Improving Spark Write Performance for Massive Files on Object Storage with Tencent Cloud EMR
By parallelizing Spark’s driver‑side commit, trash, and move phases—previously single‑threaded operations that caused costly copy‑on‑rename when writing massive files to object storage—the Tencent Cloud EMR case achieved over a tenfold (1,100 %) speedup, making object storage a viable alternative to HDFS.
With the evolution of big‑data architectures, storage‑compute separation has become a popular way to reduce storage costs and schedule compute resources on demand. Storing data in object storage is cheaper than HDFS, but its write performance for massive files is often much lower.
Tencent Cloud Elastic MapReduce (EMR) provides a managed, elastic Hadoop service that supports Spark, HBase, Presto, Flink, Druid and other big‑data frameworks. A recent customer case used the Spark component of EMR for computation while persisting data in object storage. During performance tuning it was discovered that Spark’s write throughput on object storage was dramatically slower—approximately 29 × slower than writing to HDFS.

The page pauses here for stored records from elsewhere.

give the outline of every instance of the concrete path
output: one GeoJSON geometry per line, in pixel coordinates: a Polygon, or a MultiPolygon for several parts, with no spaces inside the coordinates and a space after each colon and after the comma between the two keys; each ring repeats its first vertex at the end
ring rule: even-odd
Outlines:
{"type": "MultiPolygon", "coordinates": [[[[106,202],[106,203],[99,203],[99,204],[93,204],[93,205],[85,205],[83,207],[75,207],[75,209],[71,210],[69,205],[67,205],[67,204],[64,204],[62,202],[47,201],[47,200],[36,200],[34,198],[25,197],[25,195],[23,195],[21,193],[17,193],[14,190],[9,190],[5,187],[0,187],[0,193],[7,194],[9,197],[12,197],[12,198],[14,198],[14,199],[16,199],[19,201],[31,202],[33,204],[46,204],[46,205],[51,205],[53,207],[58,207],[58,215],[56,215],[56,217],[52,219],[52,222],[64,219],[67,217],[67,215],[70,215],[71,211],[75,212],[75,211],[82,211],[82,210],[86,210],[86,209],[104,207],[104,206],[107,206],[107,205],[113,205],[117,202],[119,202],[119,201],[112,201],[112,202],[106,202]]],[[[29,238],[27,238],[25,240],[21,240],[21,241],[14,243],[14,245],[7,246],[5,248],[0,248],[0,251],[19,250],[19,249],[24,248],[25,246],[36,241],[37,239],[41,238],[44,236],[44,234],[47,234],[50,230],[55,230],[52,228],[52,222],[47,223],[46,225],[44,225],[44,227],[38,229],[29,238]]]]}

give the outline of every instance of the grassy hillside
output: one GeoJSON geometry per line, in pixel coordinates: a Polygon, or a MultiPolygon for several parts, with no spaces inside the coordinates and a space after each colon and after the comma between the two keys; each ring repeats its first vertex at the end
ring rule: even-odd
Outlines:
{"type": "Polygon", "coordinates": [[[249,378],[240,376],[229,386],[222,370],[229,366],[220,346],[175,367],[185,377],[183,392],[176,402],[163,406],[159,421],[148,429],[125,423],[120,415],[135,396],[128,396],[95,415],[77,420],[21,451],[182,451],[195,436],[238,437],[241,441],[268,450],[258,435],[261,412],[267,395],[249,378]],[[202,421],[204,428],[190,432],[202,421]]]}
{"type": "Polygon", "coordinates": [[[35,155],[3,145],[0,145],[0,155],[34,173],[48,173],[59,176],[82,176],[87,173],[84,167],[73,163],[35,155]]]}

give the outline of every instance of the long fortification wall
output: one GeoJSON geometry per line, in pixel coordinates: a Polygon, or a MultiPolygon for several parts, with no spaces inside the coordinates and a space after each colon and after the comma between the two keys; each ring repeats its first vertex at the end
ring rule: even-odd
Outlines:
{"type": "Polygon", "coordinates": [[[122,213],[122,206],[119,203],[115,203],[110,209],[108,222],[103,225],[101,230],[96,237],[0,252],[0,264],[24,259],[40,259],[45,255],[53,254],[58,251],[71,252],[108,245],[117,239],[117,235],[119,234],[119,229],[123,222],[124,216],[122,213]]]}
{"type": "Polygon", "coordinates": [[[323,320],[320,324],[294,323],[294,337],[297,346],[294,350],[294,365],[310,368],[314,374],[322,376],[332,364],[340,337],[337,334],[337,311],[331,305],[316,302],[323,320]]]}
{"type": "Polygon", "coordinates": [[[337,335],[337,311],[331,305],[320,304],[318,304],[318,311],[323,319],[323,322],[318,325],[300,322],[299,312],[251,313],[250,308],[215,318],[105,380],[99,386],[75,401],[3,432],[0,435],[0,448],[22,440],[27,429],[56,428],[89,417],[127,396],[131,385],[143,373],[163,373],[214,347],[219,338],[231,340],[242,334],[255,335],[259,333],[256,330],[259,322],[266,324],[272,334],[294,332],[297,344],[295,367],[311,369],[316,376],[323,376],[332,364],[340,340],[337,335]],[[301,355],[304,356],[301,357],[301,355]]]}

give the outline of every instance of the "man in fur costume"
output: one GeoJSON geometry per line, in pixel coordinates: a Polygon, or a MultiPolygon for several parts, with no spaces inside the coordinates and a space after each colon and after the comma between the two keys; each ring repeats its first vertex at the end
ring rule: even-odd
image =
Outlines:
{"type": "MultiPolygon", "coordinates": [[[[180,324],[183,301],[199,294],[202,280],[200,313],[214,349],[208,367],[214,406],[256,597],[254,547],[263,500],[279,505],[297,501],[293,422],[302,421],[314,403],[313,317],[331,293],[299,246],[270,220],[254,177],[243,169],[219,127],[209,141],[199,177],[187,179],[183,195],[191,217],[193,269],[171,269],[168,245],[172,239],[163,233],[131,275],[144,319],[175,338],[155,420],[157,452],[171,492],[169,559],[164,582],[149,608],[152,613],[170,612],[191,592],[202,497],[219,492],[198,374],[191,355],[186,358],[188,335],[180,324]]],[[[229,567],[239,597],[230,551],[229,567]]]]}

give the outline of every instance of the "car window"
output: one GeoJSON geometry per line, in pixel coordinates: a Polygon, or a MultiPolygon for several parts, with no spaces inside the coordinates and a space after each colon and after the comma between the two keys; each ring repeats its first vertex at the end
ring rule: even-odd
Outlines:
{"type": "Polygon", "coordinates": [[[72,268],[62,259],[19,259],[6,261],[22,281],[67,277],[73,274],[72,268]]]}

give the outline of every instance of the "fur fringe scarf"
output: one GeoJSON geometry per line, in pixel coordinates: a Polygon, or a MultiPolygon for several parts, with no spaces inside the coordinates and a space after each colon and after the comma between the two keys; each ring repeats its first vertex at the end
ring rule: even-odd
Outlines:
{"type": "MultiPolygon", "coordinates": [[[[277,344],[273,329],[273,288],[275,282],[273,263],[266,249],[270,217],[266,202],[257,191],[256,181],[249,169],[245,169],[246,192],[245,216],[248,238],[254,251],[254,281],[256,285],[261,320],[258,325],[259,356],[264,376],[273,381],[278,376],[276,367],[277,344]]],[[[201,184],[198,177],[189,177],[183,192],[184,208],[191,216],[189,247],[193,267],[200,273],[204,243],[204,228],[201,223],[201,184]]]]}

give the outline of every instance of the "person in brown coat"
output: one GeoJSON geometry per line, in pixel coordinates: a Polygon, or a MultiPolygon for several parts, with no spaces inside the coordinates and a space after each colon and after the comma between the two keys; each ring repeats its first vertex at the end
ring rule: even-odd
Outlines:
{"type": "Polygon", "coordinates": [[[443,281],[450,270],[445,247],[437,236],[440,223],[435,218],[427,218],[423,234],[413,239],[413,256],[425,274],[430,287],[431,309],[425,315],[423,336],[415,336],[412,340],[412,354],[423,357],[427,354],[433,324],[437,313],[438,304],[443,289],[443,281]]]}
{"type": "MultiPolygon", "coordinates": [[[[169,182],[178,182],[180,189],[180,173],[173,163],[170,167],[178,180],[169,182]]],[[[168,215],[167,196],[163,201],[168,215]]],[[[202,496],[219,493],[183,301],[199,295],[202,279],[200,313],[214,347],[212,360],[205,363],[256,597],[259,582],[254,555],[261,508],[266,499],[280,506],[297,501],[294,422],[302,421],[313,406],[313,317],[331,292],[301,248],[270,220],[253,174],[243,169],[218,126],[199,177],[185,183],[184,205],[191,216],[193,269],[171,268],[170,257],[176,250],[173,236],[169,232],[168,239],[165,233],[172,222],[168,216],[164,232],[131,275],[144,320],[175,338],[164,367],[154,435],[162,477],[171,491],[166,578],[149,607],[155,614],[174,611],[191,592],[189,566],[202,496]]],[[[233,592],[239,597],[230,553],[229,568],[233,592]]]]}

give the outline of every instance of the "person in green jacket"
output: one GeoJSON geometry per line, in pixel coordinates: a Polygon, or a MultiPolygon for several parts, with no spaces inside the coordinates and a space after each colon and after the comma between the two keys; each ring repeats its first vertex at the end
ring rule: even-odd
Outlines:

To investigate, the Spark data‑output process was dissected. Each task writes its result to a temporary directory ( _temporary/task_[id] ) on the executor. After all tasks finish, the driver performs three sequential phases: commitJob (merging temporary files), trashFiles (moving overwritten data to a recycle bin), and moveFiles (moving the merged files to the final Hive table location).
Profiling showed that the executor time was comparable for both storage back‑ends, while the total job duration was dominated by driver‑side operations. All three driver phases were identified as performance hotspots. The root cause is that each phase iterates over files with a single‑threaded loop, and on object storage a rename operation requires copying the entire file rather than a simple metadata update, further amplifying the delay.
Source‑code analysis revealed:
JobCommit phase: Spark uses Hadoop’s FileOutputCommitter , which in Hadoop 2.x defaults to version 1 algorithm—single‑threaded traversal and merge of task directories.
TrashFiles phase: Files are moved to a trash directory sequentially, which becomes a bottleneck when many files need to be overwritten.
MoveFiles phase: Similar single‑threaded file moves are performed, suffering the same latency on object storage.
To mitigate these issues, the three phases were refactored to employ multithreaded, parallel file handling. Benchmark tests using SparkSQL to write 5,000 files to both HDFS and object storage showed substantial gains: HDFS write performance increased by 41 % and object‑storage write performance surged by 1,100 % (over tenfold).
The study demonstrates that single‑threaded file‑processing logic is a common bottleneck in storage‑compute separation scenarios. Parallelizing commit, trash, and move operations can dramatically improve write performance, making object storage a more viable option for massive‑file workloads.